Public VS Private Space
1880s: leisure activities become common with more time on their hands. Operas and public houses (pubs) were built. Pubs became the core of the working class community and always provided fires and drinks and was a meeting place for unions. Middle class looked down on working class in public space like this (getting drunk in public, letting children run around without looking after them, etc)
Domestic servants
Important because they’re one of the biggest fields of work and one of the worst positions, however they never unionized because they worked face to face with their employers.
Sectional Union Organization
Organized for middle class, people with some skill (ie trade hands) and most received benefits from their jobs. However it leaves out the working class who need it the most. Middle class wanted to help working class but felt they would drain the middle class’ money for strikes,etc.

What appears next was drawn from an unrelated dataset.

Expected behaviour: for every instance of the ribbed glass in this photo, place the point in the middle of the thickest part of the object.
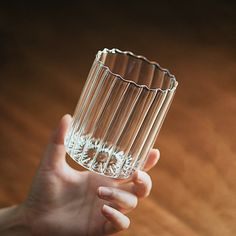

Trade Union Congress (TUC)
Founded in 1860s. First major joining of unions, brings the middle class together. The TUC’s mission is to be a high-profile organisation that campaigns successfully for trade union aims and values, assists trade unions to increase membership and effectiveness, cuts out wasteful rivalry and promotes trade union solidarity. Meant to be a voice for the united working class.
Lib-Labs
The Liberal–Labour movement refers to the practice of local Liberal associations accepting and supporting candidates who were financially maintained by trade unions. These candidates stood for the British Parliament with the aim of representing the working classes, while remaining supportive of the Liberal Party in general. The first Lib–Lab candidates to be elected were Alexander MacDonald and Thomas Burt, both members of the Miners’ Federation of Great Britain (MFGB), in the 1874 general election.
The eight hour day
The working day could range from 10 to 16 hours for six days a week. This was a working class demand finally approved during the 1920’s. In 1884, Tom Mann published a pamphlet calling for the working day to be limited to eight hours. Mann formed an organisation, the Eight Hour League, which successfully pressured the Trades Union Congress to adopt the eight-hour day as a key goal.
Independent Labour Party
Formed in 1893 by Ramsay McDonald and Keir Hardie. Keir Hardie was a Scot who had become convinced of the need for independent labour politics while working as a Gladstonian Liberal and trade union organiser in the Lanarkshire coalfield. Working with SDF members such as Henry Hyde Champion and Tom Mann he was instrumental in the foundation of the Scottish Labour Party in 1888.
The Fabian Society
1884: Middle class intellectual group formed by Beatrice and Sydney Webb. They wanted to go after the Victorian state with research to improve the society in socialist ways.
Ramsay McDonald
One of the principal founders of the labour party, he was a lib-lab. He was secretary for the ILP, a socialist party formed by Kier Hardie. He was also the first Labour Party Prime Minister (later on).